Why do you feel you need someone to tell you that?  Make up your own mind and move on.


----------



## Martin Eden Mercury

eagle1462010 said:


> Your other thread is that you want a world without Islam...


That other thread was not started by Me.


----------



## eagle1462010

Martin Eden Mercury said:


> eagle1462010 said:
> 
> 
> 
> Are you of any religious faith.............what makes you tick.
> 
> 
> 
> I am told it's my heart. A muscle. I'm not so sure. I'm not so sure what energy, what life source keeps it going, before it finally exhausts itself. I do believe it has nothing to do with any of the old nonsense to be found in religious books, written by men who lived in ages, where and when they truly believed the Sun revolved around the Earth
> 
> Why would I need faith? Should I feel a need to be forgiven? For what? An original sin? Should I believe I am of a 'chosen' people because of my mother's blood line? Should I feel the need to insist I am a child of Abraham and as such -- I could go on and on. But to what purpose? Why should I need a religious faith? Why?
Click to expand...

I'll sum that up for you quick...........You are an atheist and your thread is deceptive way to condemn all religion.
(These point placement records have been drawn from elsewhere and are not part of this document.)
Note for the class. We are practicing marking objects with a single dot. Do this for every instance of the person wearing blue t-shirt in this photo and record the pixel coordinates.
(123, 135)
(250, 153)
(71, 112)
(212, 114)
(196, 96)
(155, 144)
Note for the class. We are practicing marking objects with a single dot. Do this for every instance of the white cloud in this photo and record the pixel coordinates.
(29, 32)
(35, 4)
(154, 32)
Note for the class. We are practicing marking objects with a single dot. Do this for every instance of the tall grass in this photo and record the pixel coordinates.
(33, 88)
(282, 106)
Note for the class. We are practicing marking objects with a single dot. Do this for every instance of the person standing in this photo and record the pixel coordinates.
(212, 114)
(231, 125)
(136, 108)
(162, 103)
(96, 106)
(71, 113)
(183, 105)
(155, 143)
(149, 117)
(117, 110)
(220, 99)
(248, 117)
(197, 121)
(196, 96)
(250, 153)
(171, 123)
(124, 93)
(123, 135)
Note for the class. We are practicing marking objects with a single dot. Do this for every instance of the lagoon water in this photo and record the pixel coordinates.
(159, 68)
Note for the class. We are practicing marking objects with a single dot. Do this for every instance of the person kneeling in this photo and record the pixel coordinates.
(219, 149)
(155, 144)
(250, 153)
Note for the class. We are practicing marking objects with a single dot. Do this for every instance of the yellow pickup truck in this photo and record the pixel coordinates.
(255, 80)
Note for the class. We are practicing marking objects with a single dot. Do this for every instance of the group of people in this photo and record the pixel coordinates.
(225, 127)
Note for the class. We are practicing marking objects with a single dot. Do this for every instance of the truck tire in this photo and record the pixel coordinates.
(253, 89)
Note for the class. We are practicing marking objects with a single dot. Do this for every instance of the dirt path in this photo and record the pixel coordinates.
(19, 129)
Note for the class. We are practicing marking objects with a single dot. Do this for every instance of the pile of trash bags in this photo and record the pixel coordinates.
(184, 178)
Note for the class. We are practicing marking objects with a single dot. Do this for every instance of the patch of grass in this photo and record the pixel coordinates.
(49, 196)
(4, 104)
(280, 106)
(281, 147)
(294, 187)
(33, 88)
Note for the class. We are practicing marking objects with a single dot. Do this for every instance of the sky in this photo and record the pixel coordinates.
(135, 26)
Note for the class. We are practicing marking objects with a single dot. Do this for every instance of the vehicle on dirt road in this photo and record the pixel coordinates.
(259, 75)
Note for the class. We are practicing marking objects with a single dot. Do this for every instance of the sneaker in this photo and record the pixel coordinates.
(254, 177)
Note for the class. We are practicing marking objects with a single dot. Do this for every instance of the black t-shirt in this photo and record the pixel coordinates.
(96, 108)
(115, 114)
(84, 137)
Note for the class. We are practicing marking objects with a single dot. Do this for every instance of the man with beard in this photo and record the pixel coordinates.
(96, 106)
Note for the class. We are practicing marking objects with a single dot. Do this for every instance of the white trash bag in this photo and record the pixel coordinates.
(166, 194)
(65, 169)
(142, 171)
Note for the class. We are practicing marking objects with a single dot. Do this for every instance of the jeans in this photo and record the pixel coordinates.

Hell of a lot quicker than all the mumbo jumbo........


----------



## Ringel05

Martin Eden Mercury said:


> Ringel05 said:
> 
> 
> 
> I've only found some who claim to be children of Abraham that espouse what you're claiming and most aren't Christians so your generalized claim is spurious at best.  Again who, in this country is actively restraining your liberty and how?
> 
> 
> 
> I'm sorry, did I claim somebody in this country is actively restraining my liberty?
Click to expand...

You're claiming the children of Abraham (Christians, Muslims and Jews) are trying to restrain your liberty, you live in this country, anyone outside of this country cannot restrain your liberty here and now so it was an obvious conclusion.


----------



## Martin Eden Mercury

Ringel05 said:


> Why do you feel you need someone to tell you that?  Make up your own mind and move on.


The question I answered was regarding, what religious faith was I (if any), what makes me tick. So I ask, what in the world are YOU talking about?


----------



## Ringel05

Martin Eden Mercury said:


> Ringel05 said:
> 
> 
> 
> Why do you feel you need someone to tell you that?  Make up your own mind and move on.
> 
> 
> 
> The question I answered was regarding, what religious faith was I (if any), what makes me tick. So I ask, what in the world are YOU talking about?
Click to expand...

Short term memory issues or trying to play mind twister?  I'm simply responding to specifically what you have posted.


----------



## Martin Eden Mercury

eagle1462010 said:


> I'll sum that up for you quick...........You are an atheist and your thread is deceptive way to condemn all religion.
> 
> Hell of a lot quicker than all the mumbo jumbo........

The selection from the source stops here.